Trevor Crowe of Clarksons Research sees the container market story as a clear example of the “disruption upside” sparked by the pandemic, with port congestion — and now Suez — providing additional impetus.

So what about the asset play and investment scene? The hotter S&P market seen in the last quarter of 2020 has continued this year, with prices for boxships and bulkers up about 20%.

Just over $5bn has been spent on 457 secondhand ships totalling 31m dwt — close to one-third of the total for 2020, according to Clarksons.

Deals on the rise

Again, for newbuildings, the pace is picking up, with more boxships already ordered in 2021 than in either of the past two years. Overall, prices are up about 5%, and berths for the next two years look scarce.

Rising secondhand ship values means balance sheets are strengthened, leverage comes down and finance becomes more accessible. That means companies have room to manoeuvre — and this is where things get interesting.

While the biggest issue facing shipping today is cutting carbon pollution from fuel, the key question for much of the past decade was less about finding the right technology and more about the inability to pay for it.

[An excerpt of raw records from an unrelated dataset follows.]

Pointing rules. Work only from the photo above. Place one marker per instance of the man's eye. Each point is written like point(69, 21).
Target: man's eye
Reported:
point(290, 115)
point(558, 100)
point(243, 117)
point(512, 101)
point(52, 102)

Steve Gordon, head of Clarksons Research, now sees energy transition issues featuring in many companies post-Covid planning, with 30% of the orderbook having alternative fuel.

“As recovery continues, some supportive impacts from disruption may ease but limited supply growth — and improvements in the wider economy — may help sustain further gains into the next phase of the cycle.”

Shipping’s win over the next few years if current markets are sustained will be a credible case to invest for the industry of the new zero-carbon age.